Inclusive, o técnico já preparava a comissão que levaria ao Rio, formada por quatro profissionais. Porém, o Vasco tentou parcelar a multa de cerca de R$ 5 milhões, enquanto o Coritiba exigiu o pagamento integral, à vista, e não abriu espaço para um acordo.
Bastidores: Coritiba barrou saída de Fernando Seabra
Desde o início das conversas, Seabra pediu que a negociação não se prolongasse para evitar desgaste com o Coritiba. O treinador tinha passagem comprada para o Rio na noite de quinta-feira, mas a viagem foi cancelada após o impasse financeiro entre os clubes.

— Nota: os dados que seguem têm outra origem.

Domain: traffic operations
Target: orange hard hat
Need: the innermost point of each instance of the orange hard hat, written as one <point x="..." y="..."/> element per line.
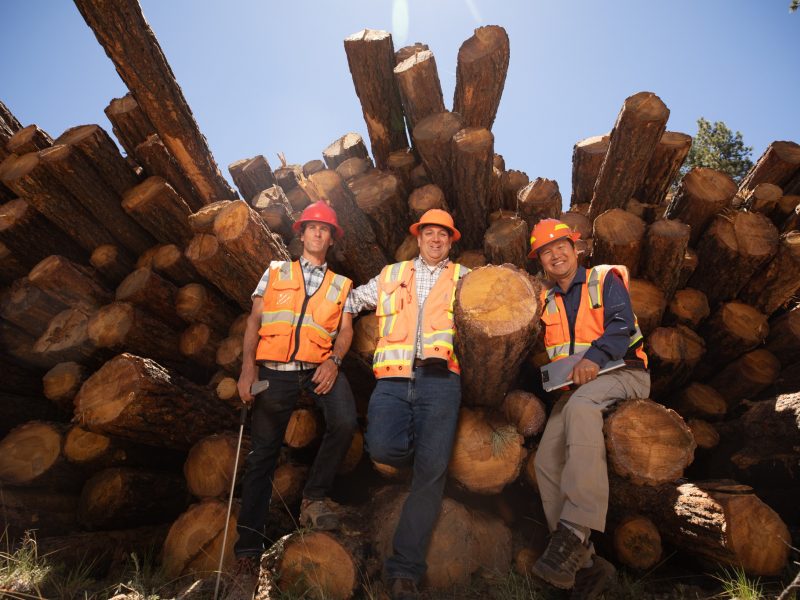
<point x="322" y="213"/>
<point x="436" y="216"/>
<point x="547" y="231"/>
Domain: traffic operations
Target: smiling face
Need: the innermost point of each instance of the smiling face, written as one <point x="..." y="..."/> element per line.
<point x="559" y="260"/>
<point x="434" y="243"/>
<point x="317" y="237"/>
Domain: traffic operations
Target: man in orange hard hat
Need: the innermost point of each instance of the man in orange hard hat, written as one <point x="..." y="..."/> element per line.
<point x="586" y="312"/>
<point x="413" y="411"/>
<point x="298" y="332"/>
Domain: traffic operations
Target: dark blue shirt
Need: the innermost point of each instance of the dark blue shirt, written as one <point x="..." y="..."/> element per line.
<point x="618" y="319"/>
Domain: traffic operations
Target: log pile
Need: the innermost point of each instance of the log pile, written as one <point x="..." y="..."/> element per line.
<point x="123" y="312"/>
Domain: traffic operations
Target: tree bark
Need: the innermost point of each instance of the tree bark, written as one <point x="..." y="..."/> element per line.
<point x="618" y="239"/>
<point x="170" y="262"/>
<point x="648" y="304"/>
<point x="129" y="123"/>
<point x="775" y="284"/>
<point x="151" y="292"/>
<point x="487" y="453"/>
<point x="209" y="465"/>
<point x="480" y="76"/>
<point x="370" y="56"/>
<point x="28" y="307"/>
<point x="688" y="307"/>
<point x="135" y="398"/>
<point x="196" y="303"/>
<point x="31" y="236"/>
<point x="747" y="376"/>
<point x="538" y="200"/>
<point x="361" y="255"/>
<point x="732" y="249"/>
<point x="28" y="139"/>
<point x="28" y="178"/>
<point x="724" y="523"/>
<point x="420" y="91"/>
<point x="778" y="164"/>
<point x="122" y="30"/>
<point x="62" y="382"/>
<point x="506" y="241"/>
<point x="381" y="197"/>
<point x="199" y="343"/>
<point x="350" y="145"/>
<point x="121" y="497"/>
<point x="497" y="319"/>
<point x="251" y="176"/>
<point x="587" y="158"/>
<point x="433" y="140"/>
<point x="32" y="456"/>
<point x="157" y="161"/>
<point x="673" y="353"/>
<point x="701" y="194"/>
<point x="158" y="208"/>
<point x="664" y="166"/>
<point x="735" y="328"/>
<point x="472" y="152"/>
<point x="112" y="263"/>
<point x="665" y="245"/>
<point x="632" y="142"/>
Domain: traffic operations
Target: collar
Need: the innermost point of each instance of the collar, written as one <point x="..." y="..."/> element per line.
<point x="306" y="265"/>
<point x="579" y="279"/>
<point x="420" y="263"/>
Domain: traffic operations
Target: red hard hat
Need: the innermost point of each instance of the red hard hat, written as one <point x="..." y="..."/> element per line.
<point x="322" y="213"/>
<point x="547" y="231"/>
<point x="436" y="216"/>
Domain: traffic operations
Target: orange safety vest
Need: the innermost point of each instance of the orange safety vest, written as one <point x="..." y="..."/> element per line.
<point x="589" y="323"/>
<point x="398" y="311"/>
<point x="295" y="326"/>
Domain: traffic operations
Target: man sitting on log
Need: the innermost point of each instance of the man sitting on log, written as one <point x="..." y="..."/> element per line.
<point x="413" y="411"/>
<point x="584" y="311"/>
<point x="298" y="331"/>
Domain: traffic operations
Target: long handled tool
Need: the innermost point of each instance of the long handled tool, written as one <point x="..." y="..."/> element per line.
<point x="257" y="388"/>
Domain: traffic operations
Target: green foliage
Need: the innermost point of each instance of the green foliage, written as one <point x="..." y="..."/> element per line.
<point x="717" y="147"/>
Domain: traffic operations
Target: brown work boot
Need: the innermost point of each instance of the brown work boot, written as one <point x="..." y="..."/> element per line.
<point x="592" y="581"/>
<point x="318" y="514"/>
<point x="564" y="556"/>
<point x="244" y="579"/>
<point x="401" y="588"/>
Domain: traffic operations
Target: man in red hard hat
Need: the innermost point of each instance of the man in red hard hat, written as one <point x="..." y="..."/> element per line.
<point x="297" y="334"/>
<point x="586" y="312"/>
<point x="413" y="412"/>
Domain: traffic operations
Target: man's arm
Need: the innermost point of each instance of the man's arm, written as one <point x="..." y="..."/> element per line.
<point x="327" y="372"/>
<point x="249" y="372"/>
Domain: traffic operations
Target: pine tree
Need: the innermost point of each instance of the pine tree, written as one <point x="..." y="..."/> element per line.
<point x="717" y="147"/>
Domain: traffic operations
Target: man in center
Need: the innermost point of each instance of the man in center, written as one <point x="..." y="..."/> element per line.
<point x="413" y="412"/>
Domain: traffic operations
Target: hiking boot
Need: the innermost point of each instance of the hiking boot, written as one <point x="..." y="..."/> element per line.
<point x="564" y="556"/>
<point x="318" y="514"/>
<point x="593" y="581"/>
<point x="401" y="588"/>
<point x="244" y="579"/>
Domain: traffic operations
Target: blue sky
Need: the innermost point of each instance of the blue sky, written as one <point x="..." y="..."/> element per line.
<point x="264" y="77"/>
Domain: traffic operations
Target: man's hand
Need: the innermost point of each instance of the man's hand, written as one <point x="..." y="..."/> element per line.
<point x="584" y="372"/>
<point x="247" y="378"/>
<point x="325" y="376"/>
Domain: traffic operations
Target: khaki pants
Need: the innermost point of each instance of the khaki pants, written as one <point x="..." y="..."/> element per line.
<point x="570" y="462"/>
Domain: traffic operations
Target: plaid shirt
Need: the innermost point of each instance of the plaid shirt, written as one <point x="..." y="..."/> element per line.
<point x="365" y="297"/>
<point x="313" y="275"/>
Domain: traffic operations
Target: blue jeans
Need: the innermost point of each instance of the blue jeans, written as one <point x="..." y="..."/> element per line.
<point x="413" y="422"/>
<point x="270" y="416"/>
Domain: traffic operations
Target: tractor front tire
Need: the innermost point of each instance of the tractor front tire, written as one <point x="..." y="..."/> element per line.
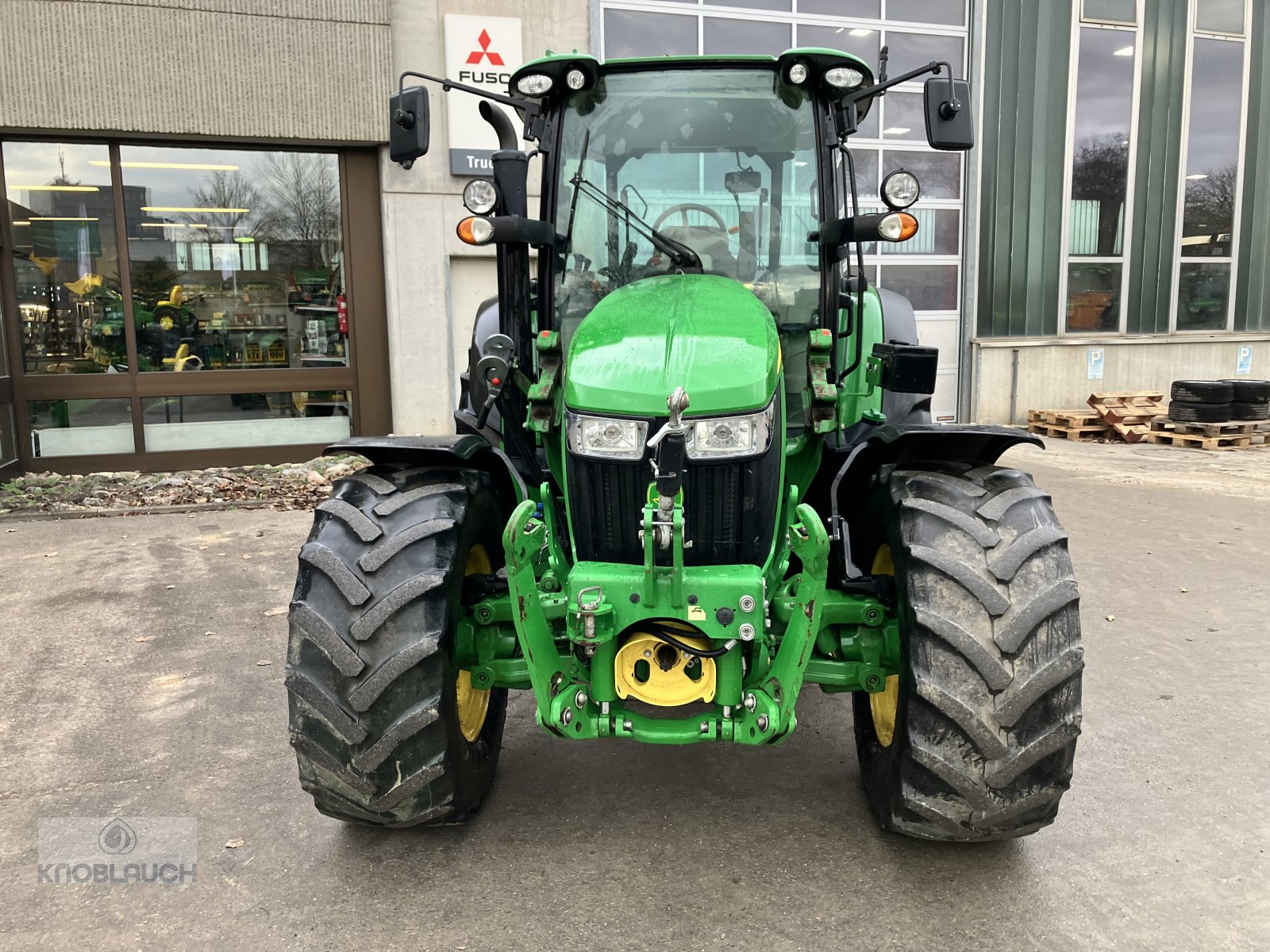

Ainda segundo o ge, houve a avaliação nos bastidores de que o Coritiba levou as tratativas até o limite, muito por conta do respaldo oferecido pelo contrato do treinador. Uma publicação feita pelo empresário de Seabra nas redes sociais, comemorando antecipadamente o acerto com o Vasco, também teria causado incômodo na direção paranaense.
Na sexta, Seabra conversou com os dirigentes do Coritiba, ouviu que continuava respaldado no projeto e sentiu receio da instabilidade da negociação. Mesmo após novas investidas do Vasco, ele decidiu permanecer e confirmou que viajaria com a delegação para o jogo-treino contra o Internacional.
Opinião: Vasco se precipitou antes de garantir o acordo
O Vasco conseguiu convencer Seabra, mas falhou ao não alinhar previamente a forma de pagamento da multa. A negociação avançou, ganhou repercussão pública e envolveu até a montagem de uma comissão antes de o principal obstáculo ser resolvido. A falta de coordenação transformou um acerto encaminhado em mais desgaste.